Clear Decision

rated PG

A/n: Hi. Brief wondering on the Spidey 2 movie got this. Reviews are courteous.

I want to tell you something, MJ. I want to tell you, everything now. It's not as simple as you think - I wish it was, and there'd be nothing to tell, and I could have seen your show, and walked you home… I could ask you - But I can't. So I'll write this, what you'll never know; and you'll never be hurt, because of this, you'll never be hurt because of me.

Night in the city is dark, MJ. Heavy, clinging, hiding shadows in its light, hiding pain in its darkness. It's not the same as night in the suburbs, or night on the sea. Here it's violent, night-terror, garish, always moving -darkness that crouches in filthy alleys, night that shatters in people's screams. Wailing, the sirens flash down the streets, store-lights glower into grey shade and the stars in the black above are erased by the shadows underneath.

And now I feel, somehow, that I'm part of it. Can you see how it is? I'm not the thug on the corner. I'm not the guy waiting to rape you in the dark. But even so, I'm part of it, trapped in its web unable to escape. I can't go back.

You know that feel at a party sometimes? All the people, surrounding, making noise, but you couldn't be more alone… Maybe you don't know it. No one could ignore you, Mary-Jane, no one ever really has. But when they don't ... Well at a party, they knock into you; no one sees, no one cares. There's all the light, and you feel like you might as well be on a cliff, a million miles away.

It's the same in both worlds. They hate me here, in the shadows, because I bring them to light. But in the light, no one knows me. You can't know me. No matter how hard I try, it's not enough. In the dark, I'm a mask, a shadow, a name…and in the light, I'm a face, without a name, without a being. I'm two people, and I can't be one.

I'm sorry, MJ, that I didn't make it. I came, I swear I did - I wanted to see you so much. I know you were great, you always are.
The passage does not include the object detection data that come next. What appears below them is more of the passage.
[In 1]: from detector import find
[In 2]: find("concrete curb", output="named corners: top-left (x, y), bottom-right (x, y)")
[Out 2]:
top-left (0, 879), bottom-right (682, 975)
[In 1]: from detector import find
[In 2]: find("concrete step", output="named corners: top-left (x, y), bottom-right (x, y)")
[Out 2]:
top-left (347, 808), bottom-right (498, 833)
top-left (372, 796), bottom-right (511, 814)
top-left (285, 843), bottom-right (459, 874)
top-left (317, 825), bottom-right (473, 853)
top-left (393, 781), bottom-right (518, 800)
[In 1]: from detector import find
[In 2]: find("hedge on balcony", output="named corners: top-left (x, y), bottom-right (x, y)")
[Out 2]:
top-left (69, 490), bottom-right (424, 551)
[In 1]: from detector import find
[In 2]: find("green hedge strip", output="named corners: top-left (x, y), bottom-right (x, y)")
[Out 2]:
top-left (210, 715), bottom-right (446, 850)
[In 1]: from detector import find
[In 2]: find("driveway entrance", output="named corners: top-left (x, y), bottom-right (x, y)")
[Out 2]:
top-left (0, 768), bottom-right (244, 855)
Does the sky watch me and laugh? Me, this no one everyone thinks they know… Or someone no one knows at all. Is God there, watching? What am I? MJ, I want you to know me. I want you to know who I am, where, when, forever. But I'm going backwards, saying what I haven't said.

I called...the pay-phone cut me off. I tried to say. I said. But you couldn't hear; and I can't tell you. Someday maybe, it'll all be changed; you can hear the story...the story of this. The Amazing Spider-man...and Peter Parker. It's sounds pretty funny, doesn't it? Peter Parker --Spider-man; the kid you knew next-door and the crime-fighting freak who saved you in the alley. Spidey and Pete. And me - Who am I...?

I don't know.

I know this is a mess MJ - I know I can't say it right - I know you can't read it. I don't know what to do; I can't be there. I don't even know what I'm doing now. I'm trying to do the right thing, Mary-Jane; I wish it didn't hurt so much. I love you; I'll always be here, watching; I'll always be here to help you. I'll always...

MJ, honest, I don't know what I'll always do. I don't know what's going to happen, I don't know what's going on. I can't do this, all of it. I can't be anyone - am I no one? It stops sometimes; sometimes I stop and for a second - I can't see. I'm lost, somewhere, inside - I don't know. I'm falling to pieces...Spider-man's dying...I'm tired, and sick of everything. Aunt May's going to lose the house...I lost my job. Can you see how it is? Can you see why it's like this? I wish you could, MJ, I wish someone could. Because I can't manage it. I can't see. I don't know how it works!

I want it to stop - I can't do it both ways - I can't do it at all when I don't know what I'm doing. I want it to end. I just want to be there, for you, for Aunt May... I want to manage college without sleeping during the lectures. I want it to end.

I want it to end.

The paper fluttered in a cool brush of night air. It pulled from the young man's grasp, and he watched it distantly, curl and slide to the floor. Settling, it remained still, scarred by the smudged pen-marks and scattered, desperate words, bent and crumpled by anxious hands and thought.

The young man gazed down at it, eyes ringed by shadows and dull in grey dusk. He watched without presence, without thought, mind far-away, hopeless indecision mingled with vague grief empty in his pale expression. Behind, the closet remained untidily open....the shadow of the limp suit - silvery-webbed in last light - swayed and turned on the floor, casting lazily into the dusky light. The young man's eyes fell, stirring as if waking from a dream. He turned his hands, gazing wonderingly at his wrists. The paper crackled, twisted in another weak wind.

"Spider-man's dying..."

The uncertain gaze hardened. The words on the paper danced, rough and plain on their white floor. 'Spiderman's dying...'

"Dying."

The young man rose abruptly. Clear decision drove grief and despair flying from his weary gaze.

"Spider-man." he shook his head. "I'm Spider-man no more."